Hydrochemistry and modeling nitrate concentration in farmland groundwater under different hydrological seasons by integrating hybrid quantum-classical ML, virtual sample generation and AlphaEarth Foundation
Abstract. Precise seasonal prediction of groundwater nitrate concentrations in intensive agricultural areas faces challenges such as data sparsity, strong spatiotemporal heterogeneity, and complex hydro-biogeochemical processes. To address these issues, this study proposes an integrated prediction framework combining hybrid quantum-classical machine learning, advanced virtual sample generation (t-SNE-GMM-KNN), and remote sensing foundation model semantic embedding (AEF). Modeling was conducted across the 2022–2023 normal, dry, and wet seasons in Xiong'an New Area. Hydrochemical types were dominated by Ca-Mg-HCO3−, controlled by mineral dissolution and evaporation. Nitrate concentrations were highest in the dry season (mean 42.93 mg L−1), driven by evaporative concentration. Spatially, high-value zones shifted: southeast (normal), central (dry), and northwest (wet). MixSIAR modeling based on isotopes indicated domestic sewage and livestock manure (74.1 %) as dominant sources. The t-SNE-GMM-KNN strategy mitigated small-sample bias while preserving nonlinear structure. When virtual samples were augmented to 10-fold, the Random Forest R2 in the dry season increased from 0.284 to > 0.85. Furthermore, a hybrid quantum-classical Random Forest exhibited superior robustness for data sparsity, achieving peak performance in the normal season (R2 = 0.962, RMSE = 5.73 mg L−1). Additionally, using only AEF embeddings achieved screening-level accuracy (R2 up to 0.860), providing a feasible rapid survey scheme for extensive unmonitored regions. Correlation analysis identified TDS and EC as persistent top predictors (r > 0.8). This comprehensive framework offers a robust solution for seasonal nitrate prediction and sustainable water management.

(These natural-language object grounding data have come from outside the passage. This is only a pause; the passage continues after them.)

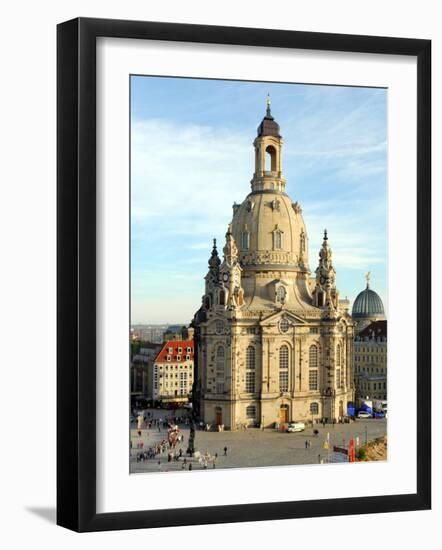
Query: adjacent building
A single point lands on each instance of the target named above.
(172, 373)
(141, 370)
(370, 345)
(273, 344)
(371, 361)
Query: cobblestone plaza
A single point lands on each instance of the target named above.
(252, 447)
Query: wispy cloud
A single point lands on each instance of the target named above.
(192, 160)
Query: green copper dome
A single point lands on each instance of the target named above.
(368, 304)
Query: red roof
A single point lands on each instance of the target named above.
(174, 353)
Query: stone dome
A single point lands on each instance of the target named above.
(269, 232)
(368, 304)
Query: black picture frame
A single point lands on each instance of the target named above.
(76, 273)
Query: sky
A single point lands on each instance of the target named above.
(192, 157)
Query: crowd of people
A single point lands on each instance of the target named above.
(172, 443)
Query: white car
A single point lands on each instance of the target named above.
(296, 427)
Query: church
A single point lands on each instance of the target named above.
(273, 344)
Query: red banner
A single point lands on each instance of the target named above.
(351, 450)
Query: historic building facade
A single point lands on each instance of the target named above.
(370, 345)
(371, 361)
(172, 373)
(272, 344)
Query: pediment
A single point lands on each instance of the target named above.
(283, 314)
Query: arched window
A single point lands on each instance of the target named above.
(284, 369)
(250, 370)
(251, 411)
(313, 368)
(270, 159)
(338, 355)
(219, 369)
(246, 240)
(250, 358)
(313, 357)
(277, 239)
(281, 293)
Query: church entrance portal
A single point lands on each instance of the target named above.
(284, 414)
(218, 416)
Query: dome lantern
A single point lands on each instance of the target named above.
(368, 304)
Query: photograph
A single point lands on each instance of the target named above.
(258, 274)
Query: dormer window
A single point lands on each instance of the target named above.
(246, 240)
(277, 239)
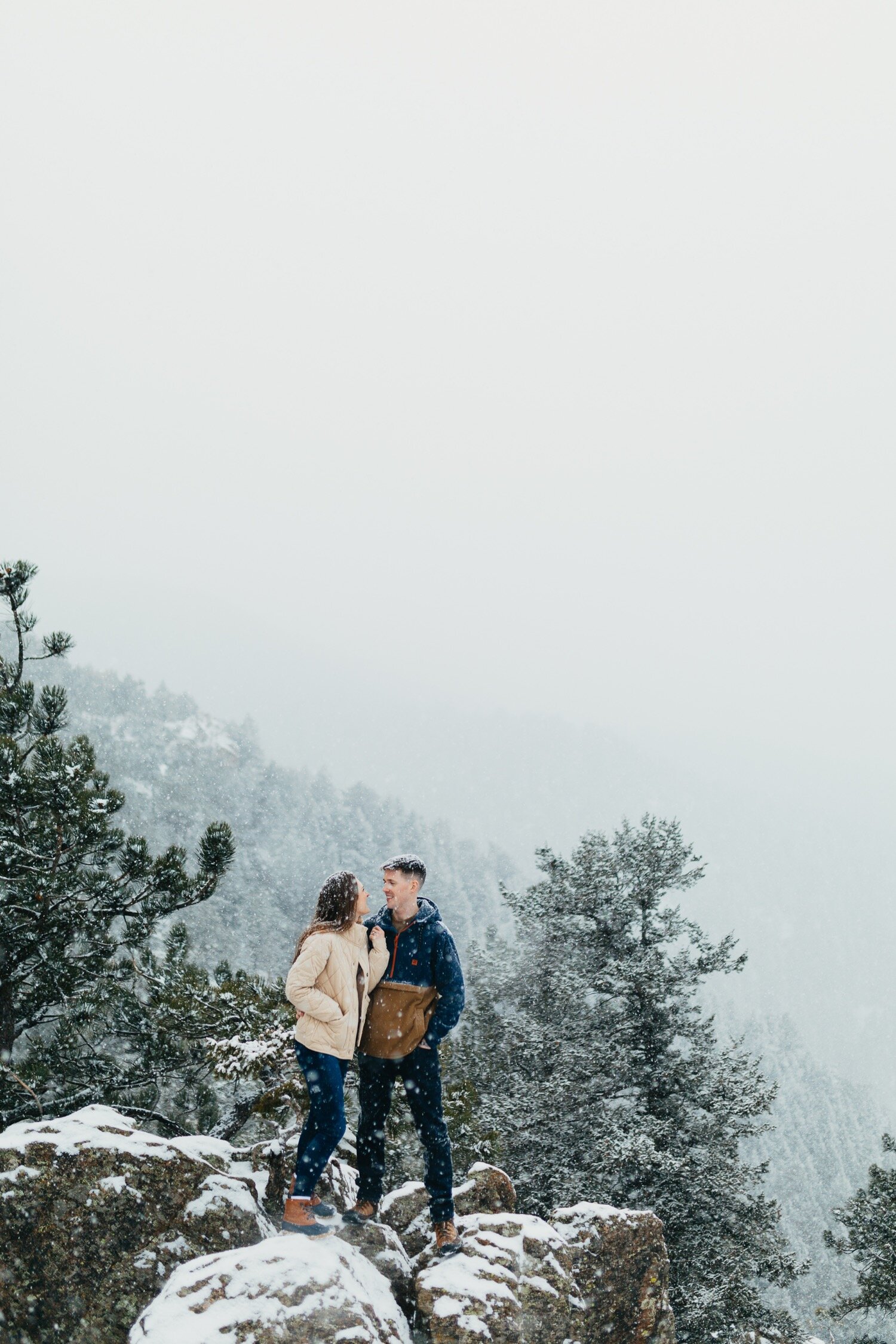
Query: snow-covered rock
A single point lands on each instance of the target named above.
(511, 1282)
(287, 1291)
(386, 1253)
(487, 1190)
(94, 1214)
(622, 1269)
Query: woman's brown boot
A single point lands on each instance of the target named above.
(446, 1238)
(299, 1218)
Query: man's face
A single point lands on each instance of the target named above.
(400, 890)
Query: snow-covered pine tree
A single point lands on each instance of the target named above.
(79, 900)
(870, 1218)
(607, 1082)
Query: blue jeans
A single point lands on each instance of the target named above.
(422, 1079)
(326, 1124)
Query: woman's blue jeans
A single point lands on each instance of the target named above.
(326, 1124)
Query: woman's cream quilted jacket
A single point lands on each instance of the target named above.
(323, 986)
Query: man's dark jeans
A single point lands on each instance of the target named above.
(326, 1124)
(422, 1078)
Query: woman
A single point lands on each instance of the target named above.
(330, 986)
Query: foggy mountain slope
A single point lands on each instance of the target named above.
(827, 1136)
(180, 769)
(798, 851)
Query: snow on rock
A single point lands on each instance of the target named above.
(622, 1269)
(97, 1213)
(285, 1291)
(386, 1253)
(511, 1282)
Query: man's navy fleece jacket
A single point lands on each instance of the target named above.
(425, 955)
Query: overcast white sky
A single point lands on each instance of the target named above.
(523, 355)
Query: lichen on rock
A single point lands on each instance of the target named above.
(622, 1269)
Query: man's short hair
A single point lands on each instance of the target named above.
(407, 863)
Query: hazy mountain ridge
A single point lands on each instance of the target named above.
(827, 1135)
(180, 769)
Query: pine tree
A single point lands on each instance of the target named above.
(79, 900)
(870, 1218)
(607, 1082)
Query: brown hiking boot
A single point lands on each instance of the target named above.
(363, 1213)
(316, 1202)
(446, 1238)
(299, 1218)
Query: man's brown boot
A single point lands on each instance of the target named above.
(299, 1218)
(363, 1213)
(446, 1238)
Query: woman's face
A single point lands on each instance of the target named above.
(362, 907)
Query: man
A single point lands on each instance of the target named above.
(416, 1004)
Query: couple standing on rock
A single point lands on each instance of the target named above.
(391, 986)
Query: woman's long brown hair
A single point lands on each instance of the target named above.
(335, 910)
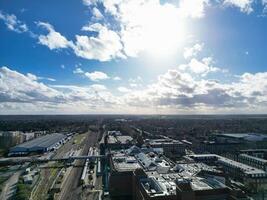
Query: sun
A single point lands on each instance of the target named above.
(162, 30)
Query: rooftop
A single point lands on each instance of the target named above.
(43, 141)
(246, 136)
(253, 158)
(243, 167)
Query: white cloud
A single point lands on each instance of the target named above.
(53, 40)
(202, 67)
(13, 23)
(16, 87)
(193, 51)
(264, 3)
(78, 70)
(244, 5)
(173, 92)
(116, 78)
(193, 8)
(97, 14)
(96, 75)
(123, 89)
(104, 47)
(89, 2)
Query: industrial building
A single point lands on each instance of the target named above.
(39, 145)
(170, 146)
(148, 175)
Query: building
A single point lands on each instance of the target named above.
(146, 175)
(251, 140)
(39, 145)
(254, 179)
(253, 161)
(115, 140)
(169, 146)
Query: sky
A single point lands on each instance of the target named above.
(133, 57)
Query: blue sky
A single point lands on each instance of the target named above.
(133, 56)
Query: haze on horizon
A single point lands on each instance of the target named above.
(133, 57)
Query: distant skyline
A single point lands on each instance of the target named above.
(133, 57)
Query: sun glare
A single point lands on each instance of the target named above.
(164, 32)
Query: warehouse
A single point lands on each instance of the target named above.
(39, 145)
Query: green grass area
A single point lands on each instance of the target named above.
(78, 139)
(23, 191)
(4, 169)
(3, 152)
(2, 180)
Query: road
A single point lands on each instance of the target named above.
(48, 174)
(10, 186)
(71, 190)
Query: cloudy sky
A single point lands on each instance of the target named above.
(133, 56)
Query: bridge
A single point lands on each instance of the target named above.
(20, 160)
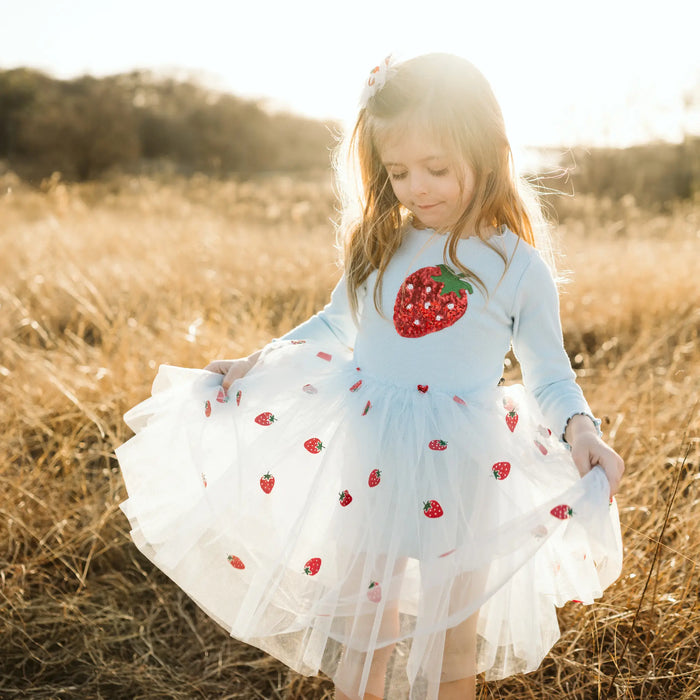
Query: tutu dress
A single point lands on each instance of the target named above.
(371, 484)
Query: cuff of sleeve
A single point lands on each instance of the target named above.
(596, 423)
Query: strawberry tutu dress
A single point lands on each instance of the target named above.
(369, 486)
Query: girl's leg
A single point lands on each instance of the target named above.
(459, 662)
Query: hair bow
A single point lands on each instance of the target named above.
(376, 80)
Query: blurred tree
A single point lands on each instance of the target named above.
(81, 127)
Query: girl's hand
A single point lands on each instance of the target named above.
(233, 369)
(589, 450)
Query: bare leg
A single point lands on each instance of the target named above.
(463, 689)
(459, 662)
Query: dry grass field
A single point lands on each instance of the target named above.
(100, 283)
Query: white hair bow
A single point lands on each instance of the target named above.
(376, 80)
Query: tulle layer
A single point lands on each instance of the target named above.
(321, 514)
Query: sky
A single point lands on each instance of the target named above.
(596, 73)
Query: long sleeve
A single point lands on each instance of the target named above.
(538, 344)
(334, 322)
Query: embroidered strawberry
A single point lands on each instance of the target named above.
(438, 445)
(539, 532)
(430, 299)
(511, 420)
(235, 562)
(374, 592)
(267, 481)
(432, 509)
(314, 445)
(540, 447)
(501, 470)
(265, 418)
(562, 511)
(312, 566)
(374, 478)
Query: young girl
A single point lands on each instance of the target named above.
(362, 497)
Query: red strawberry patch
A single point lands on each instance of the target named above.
(501, 470)
(540, 447)
(265, 418)
(374, 592)
(311, 568)
(314, 445)
(430, 299)
(432, 509)
(437, 445)
(267, 481)
(562, 511)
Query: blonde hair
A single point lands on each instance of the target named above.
(451, 99)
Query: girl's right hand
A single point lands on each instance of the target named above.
(233, 369)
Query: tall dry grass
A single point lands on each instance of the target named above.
(100, 283)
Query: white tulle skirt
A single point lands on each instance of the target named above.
(321, 514)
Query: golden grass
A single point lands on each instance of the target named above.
(99, 283)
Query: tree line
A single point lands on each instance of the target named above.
(86, 126)
(137, 121)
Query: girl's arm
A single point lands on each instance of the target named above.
(538, 344)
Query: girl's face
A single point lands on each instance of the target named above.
(426, 179)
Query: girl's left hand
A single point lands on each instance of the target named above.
(589, 450)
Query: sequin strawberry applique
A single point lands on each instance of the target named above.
(314, 445)
(437, 445)
(562, 511)
(429, 300)
(374, 592)
(501, 470)
(265, 418)
(312, 567)
(432, 509)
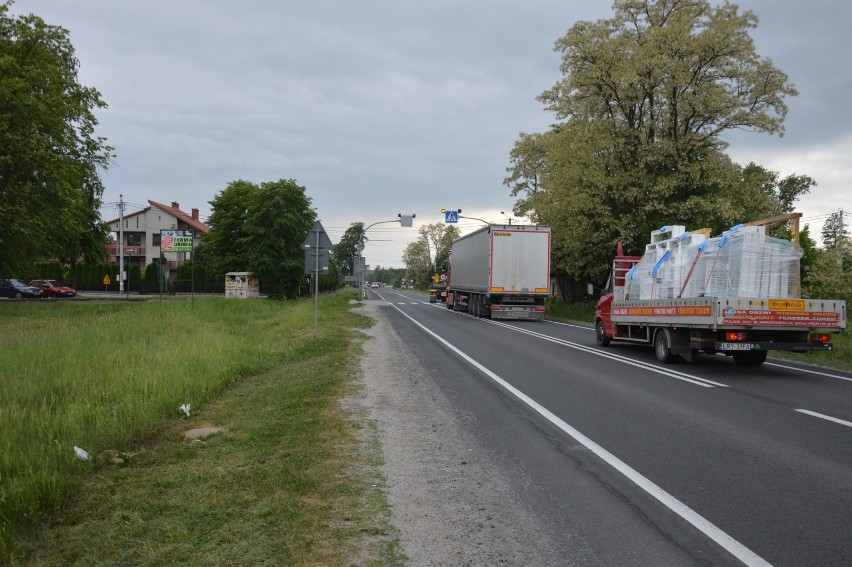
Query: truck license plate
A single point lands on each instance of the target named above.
(735, 346)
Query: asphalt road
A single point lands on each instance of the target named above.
(643, 463)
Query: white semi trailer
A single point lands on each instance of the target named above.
(501, 272)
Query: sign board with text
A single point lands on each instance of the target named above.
(176, 240)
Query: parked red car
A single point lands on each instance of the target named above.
(53, 288)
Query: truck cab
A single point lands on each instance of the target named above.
(614, 289)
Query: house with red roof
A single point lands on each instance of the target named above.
(140, 234)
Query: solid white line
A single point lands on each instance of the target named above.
(826, 417)
(706, 527)
(697, 380)
(796, 368)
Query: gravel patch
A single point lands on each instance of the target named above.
(449, 502)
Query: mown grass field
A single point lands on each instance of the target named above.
(292, 478)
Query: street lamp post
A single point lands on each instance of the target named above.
(406, 221)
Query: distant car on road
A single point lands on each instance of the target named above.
(16, 289)
(53, 288)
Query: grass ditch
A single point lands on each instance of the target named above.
(292, 478)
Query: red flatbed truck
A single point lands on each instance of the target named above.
(744, 327)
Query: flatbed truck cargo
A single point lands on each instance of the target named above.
(745, 300)
(501, 272)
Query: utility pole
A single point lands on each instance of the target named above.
(121, 243)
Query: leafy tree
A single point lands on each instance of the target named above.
(438, 238)
(643, 102)
(831, 276)
(834, 230)
(49, 156)
(261, 228)
(418, 263)
(224, 246)
(343, 255)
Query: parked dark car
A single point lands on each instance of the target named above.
(17, 288)
(53, 288)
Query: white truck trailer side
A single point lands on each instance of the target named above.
(501, 272)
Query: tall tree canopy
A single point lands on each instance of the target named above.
(50, 158)
(430, 252)
(261, 228)
(352, 241)
(835, 229)
(643, 102)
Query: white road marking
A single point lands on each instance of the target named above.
(826, 417)
(706, 527)
(797, 369)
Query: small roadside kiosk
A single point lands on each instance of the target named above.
(241, 285)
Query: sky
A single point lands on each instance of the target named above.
(382, 108)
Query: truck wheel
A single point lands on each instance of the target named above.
(750, 357)
(663, 346)
(600, 334)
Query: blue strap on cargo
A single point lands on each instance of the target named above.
(722, 242)
(692, 267)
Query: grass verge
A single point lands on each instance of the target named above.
(288, 480)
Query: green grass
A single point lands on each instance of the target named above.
(582, 311)
(290, 480)
(840, 357)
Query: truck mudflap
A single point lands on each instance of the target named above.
(516, 312)
(795, 347)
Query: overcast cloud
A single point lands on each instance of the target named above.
(381, 108)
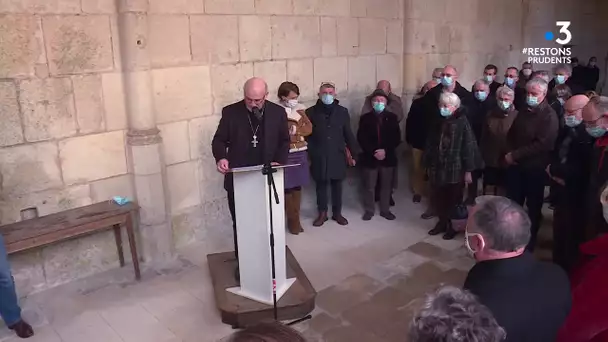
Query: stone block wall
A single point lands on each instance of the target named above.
(65, 113)
(70, 93)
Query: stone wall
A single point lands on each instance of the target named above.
(71, 90)
(84, 87)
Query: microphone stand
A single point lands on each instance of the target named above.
(268, 170)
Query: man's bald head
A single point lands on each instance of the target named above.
(451, 71)
(385, 86)
(575, 104)
(503, 224)
(428, 86)
(255, 92)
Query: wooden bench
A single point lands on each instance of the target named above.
(65, 225)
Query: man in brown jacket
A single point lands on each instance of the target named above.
(395, 106)
(531, 140)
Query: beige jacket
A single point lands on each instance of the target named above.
(299, 128)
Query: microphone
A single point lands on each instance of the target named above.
(258, 114)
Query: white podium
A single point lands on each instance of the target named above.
(251, 199)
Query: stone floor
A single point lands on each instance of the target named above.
(368, 276)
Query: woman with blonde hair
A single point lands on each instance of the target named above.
(296, 177)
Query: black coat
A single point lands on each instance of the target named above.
(416, 125)
(571, 161)
(477, 112)
(530, 299)
(331, 134)
(378, 131)
(232, 139)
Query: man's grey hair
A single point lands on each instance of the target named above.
(544, 86)
(504, 90)
(449, 99)
(481, 82)
(563, 67)
(504, 224)
(600, 103)
(543, 74)
(451, 314)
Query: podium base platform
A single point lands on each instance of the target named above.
(240, 312)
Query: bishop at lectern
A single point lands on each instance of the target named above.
(251, 132)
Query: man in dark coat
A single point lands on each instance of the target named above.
(330, 146)
(416, 129)
(251, 132)
(512, 81)
(563, 75)
(530, 299)
(569, 169)
(595, 117)
(531, 140)
(489, 75)
(476, 114)
(378, 136)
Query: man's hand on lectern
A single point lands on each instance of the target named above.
(222, 166)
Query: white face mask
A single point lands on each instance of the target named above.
(292, 103)
(467, 244)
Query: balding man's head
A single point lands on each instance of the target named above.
(573, 110)
(595, 116)
(255, 92)
(428, 86)
(449, 75)
(385, 86)
(498, 227)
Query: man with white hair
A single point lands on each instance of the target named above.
(531, 141)
(450, 156)
(530, 299)
(563, 75)
(449, 314)
(595, 117)
(251, 132)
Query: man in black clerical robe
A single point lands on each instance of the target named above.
(251, 132)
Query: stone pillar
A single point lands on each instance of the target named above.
(143, 138)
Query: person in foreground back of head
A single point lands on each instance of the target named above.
(454, 315)
(530, 299)
(588, 320)
(267, 332)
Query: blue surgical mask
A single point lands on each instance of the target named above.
(327, 99)
(481, 95)
(572, 121)
(596, 131)
(379, 106)
(447, 81)
(532, 101)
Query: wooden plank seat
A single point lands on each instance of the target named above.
(69, 224)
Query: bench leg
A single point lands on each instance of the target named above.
(118, 236)
(131, 235)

This manuscript presents a highly innovative and timely contribution to hydrogeoscience research, offering a well-integrated framework that combines hydrochemical analysis, isotopic source apportionment, virtual sample generation, and hybrid quantum–classical machine learning to predict seasonal groundwater nitrate concentrations. The authors successfully link hydrogeochemical processes with predictive modeling and interpretability (via SHAP and Bayesian analyses), thereby enhancing both scientific insight and practical relevance. The focus on seasonal nitrate dynamics in an intensively cultivated region further strengthens the manuscript’s significance for water resources management. Overall, the work aligns exceptionally well with the scope and standards of HESS, particularly in its emphasis on process understanding, methodological novelty, and interdisciplinary integration.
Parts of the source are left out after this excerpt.